OPINION

Lettre aux évêques du Québec

Mes Seigneurs,

À l’occasion du vote prochain sur le projet de loi 52 concernant l’aide médicale à mourir, vous réaffirmez la norme morale en toute circonstance, de ne pas abréger la vie. Or, comme toutes les normes, celle-ci peut et doit accepter des exceptions. Pour confirmer la règle, l’exception doit exister.

Un des plus grands parmi vous, Hans Küng, écrit dans Être chrétien : « Le service de l’homme a priorité sur l’observance de la Loi. Aucune norme ni institution ne saurait être érigée en absolu ». Et affirmant que l’homme peut et doit assumer ses responsabilités, il écrit : « Non, personne n’est obligé d’accepter tout cela jusqu’à la fin en soumission à Dieu… » (Mon combat pour la liberté, p.134).
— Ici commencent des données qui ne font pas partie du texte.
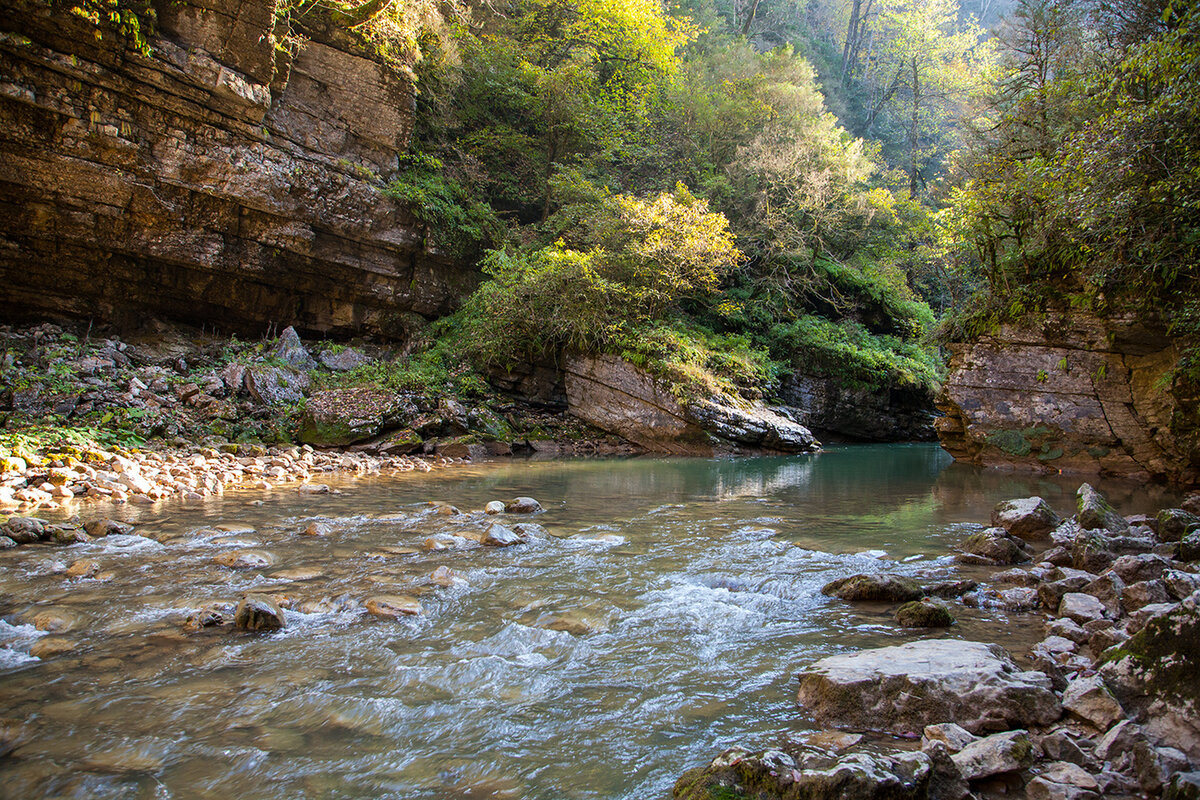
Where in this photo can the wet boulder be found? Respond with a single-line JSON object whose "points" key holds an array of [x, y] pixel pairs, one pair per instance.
{"points": [[905, 687], [994, 546], [924, 613], [258, 613], [1029, 518], [874, 588], [1096, 513], [343, 416], [1153, 675], [809, 774]]}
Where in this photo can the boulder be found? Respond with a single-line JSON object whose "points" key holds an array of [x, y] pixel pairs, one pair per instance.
{"points": [[1091, 701], [810, 774], [342, 416], [924, 613], [1030, 518], [905, 687], [1153, 675], [994, 546], [1096, 513], [258, 613], [1002, 752], [874, 588]]}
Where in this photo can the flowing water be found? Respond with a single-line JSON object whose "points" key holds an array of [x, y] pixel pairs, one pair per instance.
{"points": [[663, 620]]}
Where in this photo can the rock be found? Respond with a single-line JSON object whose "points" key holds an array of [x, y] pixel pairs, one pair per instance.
{"points": [[874, 588], [1174, 524], [1143, 594], [99, 528], [522, 505], [1080, 607], [924, 613], [995, 546], [1002, 752], [1183, 786], [905, 687], [1029, 518], [291, 350], [810, 774], [1095, 512], [621, 398], [343, 416], [258, 613], [499, 536], [345, 360], [276, 385], [1153, 675], [1090, 699], [949, 734], [394, 606], [245, 559], [24, 530], [1149, 566]]}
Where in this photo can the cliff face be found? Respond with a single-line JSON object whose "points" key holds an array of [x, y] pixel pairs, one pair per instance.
{"points": [[219, 181], [1075, 394]]}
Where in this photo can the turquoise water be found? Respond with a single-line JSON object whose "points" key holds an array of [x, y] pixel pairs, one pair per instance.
{"points": [[661, 620]]}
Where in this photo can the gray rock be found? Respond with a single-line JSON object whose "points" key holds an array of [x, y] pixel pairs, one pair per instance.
{"points": [[1002, 752], [1030, 518], [1080, 607], [905, 687], [1095, 512], [522, 505], [291, 350], [994, 546], [1144, 593], [874, 588], [1153, 675], [1091, 701], [499, 536], [258, 613], [951, 735]]}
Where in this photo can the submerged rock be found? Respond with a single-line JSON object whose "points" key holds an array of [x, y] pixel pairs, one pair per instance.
{"points": [[877, 588], [1030, 518], [905, 687], [258, 613]]}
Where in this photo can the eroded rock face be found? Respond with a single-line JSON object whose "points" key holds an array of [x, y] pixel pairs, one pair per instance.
{"points": [[618, 397], [905, 687], [217, 181], [1074, 394]]}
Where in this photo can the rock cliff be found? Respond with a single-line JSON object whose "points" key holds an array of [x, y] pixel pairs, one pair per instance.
{"points": [[1073, 394], [222, 180]]}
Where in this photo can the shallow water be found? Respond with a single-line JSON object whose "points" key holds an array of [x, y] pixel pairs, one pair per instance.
{"points": [[663, 620]]}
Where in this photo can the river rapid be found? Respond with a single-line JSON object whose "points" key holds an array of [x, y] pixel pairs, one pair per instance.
{"points": [[661, 620]]}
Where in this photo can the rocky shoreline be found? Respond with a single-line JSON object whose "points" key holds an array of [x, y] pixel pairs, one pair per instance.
{"points": [[1108, 704]]}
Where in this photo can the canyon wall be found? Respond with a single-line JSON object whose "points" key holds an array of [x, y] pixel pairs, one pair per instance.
{"points": [[222, 180], [1073, 394]]}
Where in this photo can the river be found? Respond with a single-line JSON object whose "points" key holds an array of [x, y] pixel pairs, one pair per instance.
{"points": [[663, 620]]}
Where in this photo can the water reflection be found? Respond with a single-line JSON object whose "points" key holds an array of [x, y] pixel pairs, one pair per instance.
{"points": [[661, 621]]}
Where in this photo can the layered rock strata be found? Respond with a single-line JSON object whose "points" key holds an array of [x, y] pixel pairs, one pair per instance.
{"points": [[222, 180], [1073, 394]]}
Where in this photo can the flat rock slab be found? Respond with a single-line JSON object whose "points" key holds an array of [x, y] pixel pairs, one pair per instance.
{"points": [[905, 687]]}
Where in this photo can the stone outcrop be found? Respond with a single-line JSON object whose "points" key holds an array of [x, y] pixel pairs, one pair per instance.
{"points": [[222, 180], [1072, 394], [616, 396], [903, 689], [888, 414]]}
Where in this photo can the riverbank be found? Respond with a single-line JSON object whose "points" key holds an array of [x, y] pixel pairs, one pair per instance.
{"points": [[1105, 705]]}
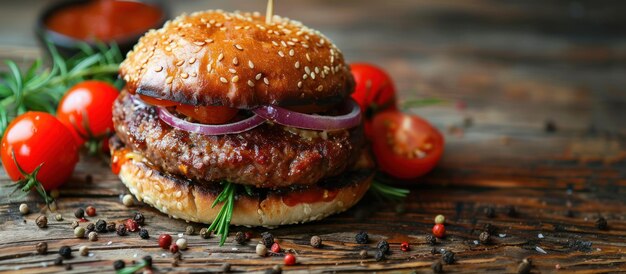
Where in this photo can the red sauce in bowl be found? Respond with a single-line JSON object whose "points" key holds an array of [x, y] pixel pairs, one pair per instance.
{"points": [[104, 20]]}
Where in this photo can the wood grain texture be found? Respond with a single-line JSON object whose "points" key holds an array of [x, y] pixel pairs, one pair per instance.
{"points": [[505, 67]]}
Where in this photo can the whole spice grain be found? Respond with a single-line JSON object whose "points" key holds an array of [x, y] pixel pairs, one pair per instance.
{"points": [[42, 221], [143, 233], [139, 218], [361, 237], [121, 230], [42, 248], [101, 226], [267, 239], [79, 213], [119, 264], [65, 252], [316, 241]]}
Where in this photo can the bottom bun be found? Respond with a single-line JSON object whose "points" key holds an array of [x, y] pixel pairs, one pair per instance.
{"points": [[183, 199]]}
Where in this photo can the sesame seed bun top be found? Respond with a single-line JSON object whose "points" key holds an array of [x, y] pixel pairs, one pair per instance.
{"points": [[236, 59]]}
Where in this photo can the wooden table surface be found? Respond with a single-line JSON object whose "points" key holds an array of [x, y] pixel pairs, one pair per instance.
{"points": [[535, 120]]}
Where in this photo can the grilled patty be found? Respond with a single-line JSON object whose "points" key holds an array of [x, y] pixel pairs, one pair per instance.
{"points": [[268, 156]]}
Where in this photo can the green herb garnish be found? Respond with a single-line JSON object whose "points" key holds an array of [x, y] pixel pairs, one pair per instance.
{"points": [[41, 89], [222, 221]]}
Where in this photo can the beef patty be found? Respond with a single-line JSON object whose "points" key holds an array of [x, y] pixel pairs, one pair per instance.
{"points": [[268, 156]]}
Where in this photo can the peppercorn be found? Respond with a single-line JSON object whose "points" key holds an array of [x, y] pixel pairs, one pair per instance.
{"points": [[24, 209], [275, 248], [90, 211], [361, 237], [189, 230], [290, 259], [524, 267], [143, 233], [181, 243], [380, 255], [83, 250], [205, 233], [430, 239], [101, 226], [240, 238], [90, 227], [119, 264], [58, 260], [316, 241], [121, 229], [437, 267], [165, 240], [448, 257], [42, 248], [404, 246], [42, 221], [111, 227], [267, 239], [139, 218], [79, 232], [490, 212], [65, 252], [484, 237], [79, 213], [440, 219], [602, 224], [383, 246], [261, 250]]}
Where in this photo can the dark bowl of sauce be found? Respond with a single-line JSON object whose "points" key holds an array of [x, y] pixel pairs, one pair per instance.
{"points": [[72, 23]]}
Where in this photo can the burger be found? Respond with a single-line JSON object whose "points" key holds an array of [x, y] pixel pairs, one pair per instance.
{"points": [[229, 118]]}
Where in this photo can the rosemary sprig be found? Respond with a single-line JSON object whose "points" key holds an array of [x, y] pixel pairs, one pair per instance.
{"points": [[41, 89], [221, 223]]}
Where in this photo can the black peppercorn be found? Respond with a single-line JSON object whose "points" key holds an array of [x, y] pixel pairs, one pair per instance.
{"points": [[143, 233], [380, 255], [139, 218], [58, 261], [101, 226], [383, 246], [65, 252], [430, 239], [361, 237], [267, 239], [240, 238], [602, 224], [119, 264], [79, 213], [437, 267], [448, 257], [121, 229]]}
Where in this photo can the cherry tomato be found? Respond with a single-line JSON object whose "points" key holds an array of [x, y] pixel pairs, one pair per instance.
{"points": [[374, 92], [208, 114], [439, 230], [92, 100], [406, 146], [39, 138]]}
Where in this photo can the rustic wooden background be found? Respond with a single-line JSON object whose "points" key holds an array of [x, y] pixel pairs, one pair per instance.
{"points": [[507, 69]]}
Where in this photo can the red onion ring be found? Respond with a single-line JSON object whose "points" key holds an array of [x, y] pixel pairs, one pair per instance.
{"points": [[232, 128], [310, 121]]}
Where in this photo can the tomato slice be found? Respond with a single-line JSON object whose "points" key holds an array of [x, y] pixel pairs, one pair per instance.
{"points": [[406, 146], [212, 115]]}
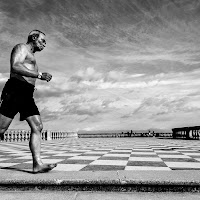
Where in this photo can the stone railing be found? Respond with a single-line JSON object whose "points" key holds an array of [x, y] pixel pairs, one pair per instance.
{"points": [[187, 133], [12, 135], [123, 134]]}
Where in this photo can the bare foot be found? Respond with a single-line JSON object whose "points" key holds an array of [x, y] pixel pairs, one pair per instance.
{"points": [[44, 168]]}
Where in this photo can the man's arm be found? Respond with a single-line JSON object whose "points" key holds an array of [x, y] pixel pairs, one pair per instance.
{"points": [[17, 59]]}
Jacques Grand’Maison, théologien, après avoir confirmé l’existence de situations-limites, écrit qu’on ne peut « se prêter à une logique univoque, qu’elle soit médicale, juridique, morale ou religieuse ». Il faut dans chaque cas, écrit-il, « chercher la solution la plus humaine », d’où il conclut dans ces cas qu’on ne peut « méconnaître que l’aide médicale à mourir puisse être un geste humanitaire », parce qu’« absolutiser le caractère sacré de la vie peut mener à des postures inhumaines…ou à faire des choses cruelles » (Culture et Foi, déc. 2010 et Rapport de la Commission p. 63).

L’éthique-en-situation, la « sagesse pratique » du philosophe chrétien Paul Ricoeur, « consiste à inventer les conduites qui satisferont le plus à l’exception que demande la sollicitude, en trahissant le moins possible la règle » (Soi-même comme un autre, p.312). L’objecteur de conscience ne renierait donc ni la règle ni ses valeurs – il agirait par compassion, reconnaissant l’exception.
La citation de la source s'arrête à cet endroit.